In the New Testament, the Gospels give us a faithful account of the story of Jesus Christ. We can learn about His birth, His ministry, and the events of His last moments on earth. Jesus Himself told His disciples: “The reason my Father loves me is that I lay down my life—only to take it up again. No one takes it from me, but I lay it down of my own accord.” (John 10: 17-18). The actions and words of Jesus during the days before His death on the Cross are each a clear expression of His devotion to the Father and love for the world. Let us trace the footsteps of the Lord, from His Last Supper with the Apostles, to His death on the Cross at Mount Cavalry.
This episode of the Gospels narrates the last supper that Jesus took with His disciples. Christians take the body and blood of Christ (called the Eucharist by Catholics) in commemoration of this event.
14 When the hour came, Jesus and his apostles reclined at the table.
15 And he said to them, “I have eagerly desired to eat this Passover with you before I suffer.

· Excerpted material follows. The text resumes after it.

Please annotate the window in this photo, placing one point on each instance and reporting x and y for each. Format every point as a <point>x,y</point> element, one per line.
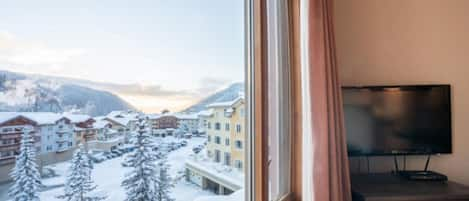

16 For I tell you, I will not eat it again until it finds fulfillment in the kingdom of God.”
17 After taking the cup, he gave thanks and said, “Take this and divide it among you.
18 For I tell you I will not drink again from the fruit of the vine until the kingdom of God comes.”
19 And he took bread, gave thanks and broke it, and gave it to them, saying, “This is my body given for you; do this in remembrance of me.”
20 In the same way, after the supper he took the cup, saying, “This cup is the new covenant in my blood, which is poured out for you.
21 But the hand of him who is going to betray me is with mine on the table. (Luke 22: 14-21)
A few hours before being betrayed, Jesus brought Peter, James and John with Him to the garden of Gethsemane to keep Him company in prayer. The Lord felt profound sadness and anguish at this time, but He persevered in prayer, and came out ready to face His future. (Learn more about this episode of the life of Jesus)
At dawn, in that same garden, one of the twelves Apostles named Judas Iscariot delivered Jesus to soldiers for thirty pieces of silver.
54 Then seizing him, they led him away and took him into the house of the high priest. Peter followed at a distance.
55 And when some there had kindled a fire in the middle of the courtyard and had sat down together, Peter sat down with them.
56 A servant girl saw him seated there in the firelight. She looked closely at him and said, “This man was with him.”
57 But he denied it. “Woman, I don’t know him,” he said.
58 A little later someone else saw him and said, “You also are one of them.” “Man, I am not!” Peter replied.
59 About an hour later another asserted, “Certainly this fellow was with him, for he is a Galilean.”
60 Peter replied, “Man, I don’t know what you’re talking about!” Just as he was speaking, the rooster crowed.
61 The Lord turned and looked straight at Peter. Then Peter remembered the word the Lord had spoken to him: “Before the rooster crows today, you will disown me three times.”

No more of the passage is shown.